A preview of my forthcoming Manhattan Project sites map. Size is a subjective “prominence” rating given by me, the white dots show the actual location of the sites, and the color corresponds to whether it is government/military, educational institution, or private industry. An interactive version will be unveiled this summer, which will give more information about specific sites and permit zooming in, and etc. This only shows sites in the continental US and lower Canada — there are other non-US sites as well in the final version.
Lastly, I also emphasized the size of the project. I’ve talked on here about the immense cost of the work, and the greater-than-most-people-realize manpower requirements. But I also unveiled a screenshot of a work in progress. For a while now, I’ve been trying to make a database of every site where some sort of work on the Manhattan Project was done. I’ve been combing through the Manhattan District History, through archival files on contracts, and through databases of radioactive Superfund sites. I’ve been keeping a tally of any places listed as having some role in the final outcome, however minor. My current list is well over 200 separate sites. Some of these places were research institutions (about 40 are educational institutions of some nature), some were military or government institutions (some created from scratch, some pre-existing), and about half were private industry. Some places produced materials, some just produced paper. (The symposium took place in the Carnegie Institute of Science, which was where Vannevar Bush’s Office of Scientific Research and Development headquarters were during the war, and I delighted in getting to point this out.) Not all sites were equally important, to be sure. But all played some role, even if most of those places probably did not actually know what their role was. The screenshot above is a preview of the map — it is still a work in progress, and the final version will be fully interactive, sortable into different categories, and so on.

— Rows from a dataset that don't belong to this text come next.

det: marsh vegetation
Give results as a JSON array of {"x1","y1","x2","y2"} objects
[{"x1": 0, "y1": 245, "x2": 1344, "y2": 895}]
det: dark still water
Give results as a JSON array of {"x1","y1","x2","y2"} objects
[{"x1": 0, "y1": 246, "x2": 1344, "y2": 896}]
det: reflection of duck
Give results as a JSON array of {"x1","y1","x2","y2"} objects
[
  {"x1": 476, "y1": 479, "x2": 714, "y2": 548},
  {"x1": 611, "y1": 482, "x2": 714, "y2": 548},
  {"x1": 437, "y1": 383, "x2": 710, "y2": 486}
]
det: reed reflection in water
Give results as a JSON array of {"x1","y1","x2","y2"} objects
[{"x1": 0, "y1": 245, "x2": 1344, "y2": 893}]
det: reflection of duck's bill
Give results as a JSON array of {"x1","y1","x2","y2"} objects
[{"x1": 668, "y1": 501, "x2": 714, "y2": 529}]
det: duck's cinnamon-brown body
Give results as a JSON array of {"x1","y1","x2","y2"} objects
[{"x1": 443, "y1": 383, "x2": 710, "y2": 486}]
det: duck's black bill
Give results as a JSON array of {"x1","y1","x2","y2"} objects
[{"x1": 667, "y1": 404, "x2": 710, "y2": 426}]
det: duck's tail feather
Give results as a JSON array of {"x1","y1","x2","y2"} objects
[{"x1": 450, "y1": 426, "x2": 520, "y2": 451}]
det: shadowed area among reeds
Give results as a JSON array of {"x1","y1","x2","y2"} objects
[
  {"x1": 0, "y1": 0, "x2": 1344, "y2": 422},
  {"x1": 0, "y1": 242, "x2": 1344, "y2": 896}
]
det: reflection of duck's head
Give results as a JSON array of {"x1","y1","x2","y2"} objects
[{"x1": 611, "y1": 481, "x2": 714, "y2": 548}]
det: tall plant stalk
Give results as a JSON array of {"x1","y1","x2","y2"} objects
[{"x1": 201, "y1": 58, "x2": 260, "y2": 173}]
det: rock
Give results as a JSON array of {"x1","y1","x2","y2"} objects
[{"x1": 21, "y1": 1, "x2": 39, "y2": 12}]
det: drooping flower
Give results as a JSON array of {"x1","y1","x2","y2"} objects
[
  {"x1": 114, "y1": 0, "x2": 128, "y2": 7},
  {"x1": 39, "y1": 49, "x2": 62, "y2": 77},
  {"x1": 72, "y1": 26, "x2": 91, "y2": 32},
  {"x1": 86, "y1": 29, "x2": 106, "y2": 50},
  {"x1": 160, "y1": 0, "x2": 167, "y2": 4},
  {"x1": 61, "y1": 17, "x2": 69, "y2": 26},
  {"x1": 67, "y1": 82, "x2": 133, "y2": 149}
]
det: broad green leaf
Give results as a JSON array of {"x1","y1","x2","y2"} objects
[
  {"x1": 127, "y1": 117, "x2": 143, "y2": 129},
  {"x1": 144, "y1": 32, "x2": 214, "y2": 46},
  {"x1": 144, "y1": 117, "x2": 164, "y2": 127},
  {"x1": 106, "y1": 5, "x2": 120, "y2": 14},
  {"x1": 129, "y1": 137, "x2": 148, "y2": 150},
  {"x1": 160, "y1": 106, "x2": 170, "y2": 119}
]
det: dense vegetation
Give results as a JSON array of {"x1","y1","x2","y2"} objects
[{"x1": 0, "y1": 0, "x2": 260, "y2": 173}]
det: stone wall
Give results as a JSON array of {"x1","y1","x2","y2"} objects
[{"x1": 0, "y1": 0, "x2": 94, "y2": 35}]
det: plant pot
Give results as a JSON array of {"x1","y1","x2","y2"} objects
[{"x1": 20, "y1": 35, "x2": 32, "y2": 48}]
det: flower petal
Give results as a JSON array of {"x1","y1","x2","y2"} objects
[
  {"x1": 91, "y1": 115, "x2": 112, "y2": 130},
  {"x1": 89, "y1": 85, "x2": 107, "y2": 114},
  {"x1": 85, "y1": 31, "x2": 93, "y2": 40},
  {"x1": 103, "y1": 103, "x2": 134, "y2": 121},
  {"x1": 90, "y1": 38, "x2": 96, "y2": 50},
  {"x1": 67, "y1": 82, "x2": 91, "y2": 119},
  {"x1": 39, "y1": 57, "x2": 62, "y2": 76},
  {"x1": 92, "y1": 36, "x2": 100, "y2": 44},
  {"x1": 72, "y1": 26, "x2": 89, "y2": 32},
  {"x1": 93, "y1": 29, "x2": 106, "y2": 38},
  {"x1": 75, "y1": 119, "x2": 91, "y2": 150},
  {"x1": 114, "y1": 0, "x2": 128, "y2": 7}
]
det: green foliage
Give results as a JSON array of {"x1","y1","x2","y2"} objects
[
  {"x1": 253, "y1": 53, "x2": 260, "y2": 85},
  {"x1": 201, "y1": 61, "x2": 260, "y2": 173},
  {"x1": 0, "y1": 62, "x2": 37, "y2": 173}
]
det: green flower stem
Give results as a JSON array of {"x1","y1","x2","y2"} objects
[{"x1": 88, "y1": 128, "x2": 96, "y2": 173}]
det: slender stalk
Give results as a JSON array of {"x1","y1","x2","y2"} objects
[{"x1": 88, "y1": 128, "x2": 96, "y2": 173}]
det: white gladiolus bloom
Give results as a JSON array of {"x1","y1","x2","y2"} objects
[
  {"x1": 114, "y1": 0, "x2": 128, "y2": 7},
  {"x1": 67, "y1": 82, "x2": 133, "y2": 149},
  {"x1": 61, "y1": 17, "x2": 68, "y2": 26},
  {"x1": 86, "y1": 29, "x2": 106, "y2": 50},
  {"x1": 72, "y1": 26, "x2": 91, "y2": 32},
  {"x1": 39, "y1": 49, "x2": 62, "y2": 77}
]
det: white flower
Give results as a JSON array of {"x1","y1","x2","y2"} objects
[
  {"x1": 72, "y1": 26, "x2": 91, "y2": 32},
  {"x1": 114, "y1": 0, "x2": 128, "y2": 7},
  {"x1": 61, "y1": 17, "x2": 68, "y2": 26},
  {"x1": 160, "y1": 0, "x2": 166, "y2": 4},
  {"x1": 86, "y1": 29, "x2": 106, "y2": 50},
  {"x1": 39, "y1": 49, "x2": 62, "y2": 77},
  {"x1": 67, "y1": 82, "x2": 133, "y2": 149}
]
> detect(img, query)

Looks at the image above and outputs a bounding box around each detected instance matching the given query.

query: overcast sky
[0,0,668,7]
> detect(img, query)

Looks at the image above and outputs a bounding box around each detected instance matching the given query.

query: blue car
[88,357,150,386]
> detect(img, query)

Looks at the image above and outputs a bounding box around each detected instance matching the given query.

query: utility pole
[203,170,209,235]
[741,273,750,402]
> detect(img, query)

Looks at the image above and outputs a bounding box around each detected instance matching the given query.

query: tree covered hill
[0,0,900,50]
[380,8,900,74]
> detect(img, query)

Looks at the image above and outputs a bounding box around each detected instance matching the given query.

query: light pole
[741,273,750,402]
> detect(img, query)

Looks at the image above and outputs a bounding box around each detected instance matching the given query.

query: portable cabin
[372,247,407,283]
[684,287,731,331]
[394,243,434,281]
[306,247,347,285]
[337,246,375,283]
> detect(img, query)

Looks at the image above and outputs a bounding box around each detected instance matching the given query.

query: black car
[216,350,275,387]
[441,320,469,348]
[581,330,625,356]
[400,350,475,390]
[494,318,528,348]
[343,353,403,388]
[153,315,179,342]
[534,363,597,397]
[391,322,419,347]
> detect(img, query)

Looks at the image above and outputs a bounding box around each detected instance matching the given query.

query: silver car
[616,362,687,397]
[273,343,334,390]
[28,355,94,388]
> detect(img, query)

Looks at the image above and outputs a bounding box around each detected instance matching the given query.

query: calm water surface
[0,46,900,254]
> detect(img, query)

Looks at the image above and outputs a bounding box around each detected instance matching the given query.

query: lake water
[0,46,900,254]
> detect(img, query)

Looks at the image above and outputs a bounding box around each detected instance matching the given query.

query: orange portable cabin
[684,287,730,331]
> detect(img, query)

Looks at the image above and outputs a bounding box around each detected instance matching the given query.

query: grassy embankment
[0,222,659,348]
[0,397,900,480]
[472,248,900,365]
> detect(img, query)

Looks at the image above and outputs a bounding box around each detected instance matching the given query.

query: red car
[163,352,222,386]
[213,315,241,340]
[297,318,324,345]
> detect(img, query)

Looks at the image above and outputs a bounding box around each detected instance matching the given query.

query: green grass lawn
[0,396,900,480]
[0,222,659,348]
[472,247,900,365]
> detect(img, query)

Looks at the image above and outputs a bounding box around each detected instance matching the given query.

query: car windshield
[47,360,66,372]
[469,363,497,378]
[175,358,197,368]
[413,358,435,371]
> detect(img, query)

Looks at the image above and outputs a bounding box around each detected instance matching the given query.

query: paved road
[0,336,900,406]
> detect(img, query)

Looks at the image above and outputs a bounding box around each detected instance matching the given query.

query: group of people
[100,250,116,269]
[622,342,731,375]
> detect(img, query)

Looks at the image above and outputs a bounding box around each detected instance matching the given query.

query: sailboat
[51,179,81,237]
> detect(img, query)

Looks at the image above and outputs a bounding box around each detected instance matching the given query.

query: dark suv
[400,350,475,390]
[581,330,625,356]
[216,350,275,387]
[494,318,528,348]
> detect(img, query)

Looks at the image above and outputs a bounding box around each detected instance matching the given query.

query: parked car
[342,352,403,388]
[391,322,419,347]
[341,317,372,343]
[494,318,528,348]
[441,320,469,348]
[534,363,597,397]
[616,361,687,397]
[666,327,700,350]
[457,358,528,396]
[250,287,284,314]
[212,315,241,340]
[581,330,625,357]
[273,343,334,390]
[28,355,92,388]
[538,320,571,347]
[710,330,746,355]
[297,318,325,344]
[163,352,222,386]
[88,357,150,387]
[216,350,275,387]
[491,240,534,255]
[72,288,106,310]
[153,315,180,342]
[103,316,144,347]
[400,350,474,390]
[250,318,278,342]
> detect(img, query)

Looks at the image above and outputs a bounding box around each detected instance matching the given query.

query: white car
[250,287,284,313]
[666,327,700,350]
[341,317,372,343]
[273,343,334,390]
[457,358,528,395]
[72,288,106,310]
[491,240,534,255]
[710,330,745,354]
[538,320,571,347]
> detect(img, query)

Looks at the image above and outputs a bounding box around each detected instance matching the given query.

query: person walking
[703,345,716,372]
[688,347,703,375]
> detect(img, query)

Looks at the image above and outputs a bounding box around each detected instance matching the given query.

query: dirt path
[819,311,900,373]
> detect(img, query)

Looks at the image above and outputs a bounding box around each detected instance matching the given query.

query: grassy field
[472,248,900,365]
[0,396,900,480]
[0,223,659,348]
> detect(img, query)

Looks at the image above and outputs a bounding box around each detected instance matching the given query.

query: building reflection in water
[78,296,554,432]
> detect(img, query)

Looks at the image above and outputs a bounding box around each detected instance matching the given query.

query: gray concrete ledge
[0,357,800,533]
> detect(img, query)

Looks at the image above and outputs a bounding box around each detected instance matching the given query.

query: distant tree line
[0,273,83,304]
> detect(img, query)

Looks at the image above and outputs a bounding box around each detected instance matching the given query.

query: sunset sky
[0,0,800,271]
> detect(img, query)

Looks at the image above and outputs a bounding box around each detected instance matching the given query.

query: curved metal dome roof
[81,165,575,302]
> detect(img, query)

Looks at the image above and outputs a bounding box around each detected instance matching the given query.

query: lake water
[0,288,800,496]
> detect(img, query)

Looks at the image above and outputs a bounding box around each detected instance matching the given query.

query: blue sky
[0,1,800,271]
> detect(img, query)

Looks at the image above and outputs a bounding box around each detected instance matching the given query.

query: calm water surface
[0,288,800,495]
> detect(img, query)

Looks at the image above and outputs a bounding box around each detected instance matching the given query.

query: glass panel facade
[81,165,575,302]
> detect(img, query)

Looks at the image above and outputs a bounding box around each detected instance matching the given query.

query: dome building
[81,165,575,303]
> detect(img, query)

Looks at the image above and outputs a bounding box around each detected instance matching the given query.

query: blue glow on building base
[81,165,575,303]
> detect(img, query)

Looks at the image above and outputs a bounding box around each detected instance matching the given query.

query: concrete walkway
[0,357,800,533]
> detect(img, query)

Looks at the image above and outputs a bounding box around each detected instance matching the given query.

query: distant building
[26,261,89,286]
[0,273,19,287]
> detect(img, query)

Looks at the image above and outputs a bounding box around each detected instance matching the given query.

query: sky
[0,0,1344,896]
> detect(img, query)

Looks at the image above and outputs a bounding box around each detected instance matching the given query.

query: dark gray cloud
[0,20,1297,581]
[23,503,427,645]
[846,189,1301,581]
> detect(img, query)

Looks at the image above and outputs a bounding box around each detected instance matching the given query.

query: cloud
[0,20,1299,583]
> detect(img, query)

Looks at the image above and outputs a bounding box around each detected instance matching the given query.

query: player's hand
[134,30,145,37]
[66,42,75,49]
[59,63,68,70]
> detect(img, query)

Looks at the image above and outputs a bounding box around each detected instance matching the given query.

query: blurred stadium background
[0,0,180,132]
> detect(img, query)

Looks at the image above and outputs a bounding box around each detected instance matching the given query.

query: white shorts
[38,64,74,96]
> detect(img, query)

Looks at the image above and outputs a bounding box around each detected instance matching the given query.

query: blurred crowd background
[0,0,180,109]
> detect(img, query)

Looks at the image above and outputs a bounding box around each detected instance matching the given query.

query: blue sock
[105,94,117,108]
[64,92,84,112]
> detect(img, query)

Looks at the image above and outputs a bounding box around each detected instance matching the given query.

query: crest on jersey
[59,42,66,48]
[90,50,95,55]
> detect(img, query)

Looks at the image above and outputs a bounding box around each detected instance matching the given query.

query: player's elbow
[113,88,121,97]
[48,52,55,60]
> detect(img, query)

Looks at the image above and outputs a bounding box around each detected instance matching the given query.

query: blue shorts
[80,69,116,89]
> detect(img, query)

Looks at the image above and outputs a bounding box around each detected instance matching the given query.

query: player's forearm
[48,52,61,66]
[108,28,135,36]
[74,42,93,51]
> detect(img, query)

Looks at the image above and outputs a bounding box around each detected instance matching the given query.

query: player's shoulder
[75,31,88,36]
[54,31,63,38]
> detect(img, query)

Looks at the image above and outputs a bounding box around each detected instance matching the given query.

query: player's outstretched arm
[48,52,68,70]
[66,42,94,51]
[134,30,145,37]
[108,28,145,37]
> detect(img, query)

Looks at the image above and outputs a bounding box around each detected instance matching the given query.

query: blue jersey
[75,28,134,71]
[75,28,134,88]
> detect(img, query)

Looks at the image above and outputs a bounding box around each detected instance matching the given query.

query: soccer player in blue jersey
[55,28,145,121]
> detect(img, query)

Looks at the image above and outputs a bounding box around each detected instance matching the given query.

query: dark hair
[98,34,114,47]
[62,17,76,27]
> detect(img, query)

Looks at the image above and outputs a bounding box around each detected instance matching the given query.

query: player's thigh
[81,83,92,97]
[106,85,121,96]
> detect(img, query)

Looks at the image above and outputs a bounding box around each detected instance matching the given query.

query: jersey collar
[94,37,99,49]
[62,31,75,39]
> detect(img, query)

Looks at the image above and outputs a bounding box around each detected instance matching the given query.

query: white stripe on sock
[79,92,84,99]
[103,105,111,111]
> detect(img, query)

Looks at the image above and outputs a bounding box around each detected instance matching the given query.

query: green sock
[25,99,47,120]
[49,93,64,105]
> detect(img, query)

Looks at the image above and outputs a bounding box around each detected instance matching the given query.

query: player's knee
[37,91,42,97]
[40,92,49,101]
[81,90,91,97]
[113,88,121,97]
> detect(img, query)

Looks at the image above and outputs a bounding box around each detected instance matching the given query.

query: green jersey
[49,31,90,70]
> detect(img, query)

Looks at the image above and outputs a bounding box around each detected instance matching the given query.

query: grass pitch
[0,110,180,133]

It’s a big list. Bigger than I thought when I started it. It just emphasizes again that the Manhattan Project was responsible for the birth of an industry, not just the bomb. Upon learning about the scale of the project in 1944, Niels Bohr told Edward Teller: “I told you it couldn’t be done without turning the whole country into a factory. You have done just that.” It was an apt observation.
Very little of this infrastructure remains. The Manhattan Project National Historic Park is an important step in the right direction for preservation of this history. There is a long road yet to go in terms of figuring out how to make it available to the public, and how to properly present the material. I remain optimistic that it will be an opportunity to talk about history in a productive way, and to build bridges between the ever-changing present and the ever-receding past.